Keefe, Bruyette & Woods analysts believe that universal banks will return to M&A to build scale in high-return businesses as they exit a cycle of divestitures that responded to tighter post-financial crisis regulation.
They expect JPMorgan Chase & Co. and Goldman Sachs Group Inc. to be the most active buyers. KBW noted that Goldman Sachs wants to grow revenues by $5 billion by 2020 and that the company has made deals in the financial technology and investment management spaces.
KBW also believes that JPMorgan is more likely to be an active acquirer as it seeks to increase scale in payments, wealth management and asset management.

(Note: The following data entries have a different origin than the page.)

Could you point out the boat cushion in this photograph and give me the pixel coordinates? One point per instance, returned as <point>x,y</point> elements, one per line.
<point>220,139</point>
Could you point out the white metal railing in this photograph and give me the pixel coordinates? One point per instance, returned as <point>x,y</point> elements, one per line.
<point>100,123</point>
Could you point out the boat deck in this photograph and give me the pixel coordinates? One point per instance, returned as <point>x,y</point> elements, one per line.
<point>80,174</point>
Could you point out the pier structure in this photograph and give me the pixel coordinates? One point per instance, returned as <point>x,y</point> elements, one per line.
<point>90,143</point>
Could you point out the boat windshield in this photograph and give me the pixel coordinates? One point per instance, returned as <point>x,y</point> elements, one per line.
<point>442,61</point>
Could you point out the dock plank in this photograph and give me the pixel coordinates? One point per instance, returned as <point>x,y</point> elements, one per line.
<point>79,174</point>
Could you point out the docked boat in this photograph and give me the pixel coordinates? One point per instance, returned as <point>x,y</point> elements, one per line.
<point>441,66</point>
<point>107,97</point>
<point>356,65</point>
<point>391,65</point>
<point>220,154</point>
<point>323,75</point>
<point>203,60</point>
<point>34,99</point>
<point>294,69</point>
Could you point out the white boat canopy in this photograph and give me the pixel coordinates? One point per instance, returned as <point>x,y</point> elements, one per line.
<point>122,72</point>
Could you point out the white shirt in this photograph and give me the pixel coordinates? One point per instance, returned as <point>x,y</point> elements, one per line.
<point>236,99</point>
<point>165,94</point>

To pursue larger deals, banks could pause share repurchase plans to fund accretive transactions, the analysts noted. In 2019, KBW expects universal banks to repurchase $97 billion of shares and, in the near term, to rely on share repurchase for earnings growth. But over the long term — beyond 2019 — acquisitions could make more sense for earnings accretion, the analysts added.
The analysts wrote that Morgan Stanley and State Street Corp. have an "average" probability of ramping up M&A activity, while Wells Fargo & Co., Citigroup Inc. and Bank of New York Mellon Corp. have a "low" probability. Bank of America Corp. has a "very low" chance of doing a large deal in the near to medium term, the analysts wrote.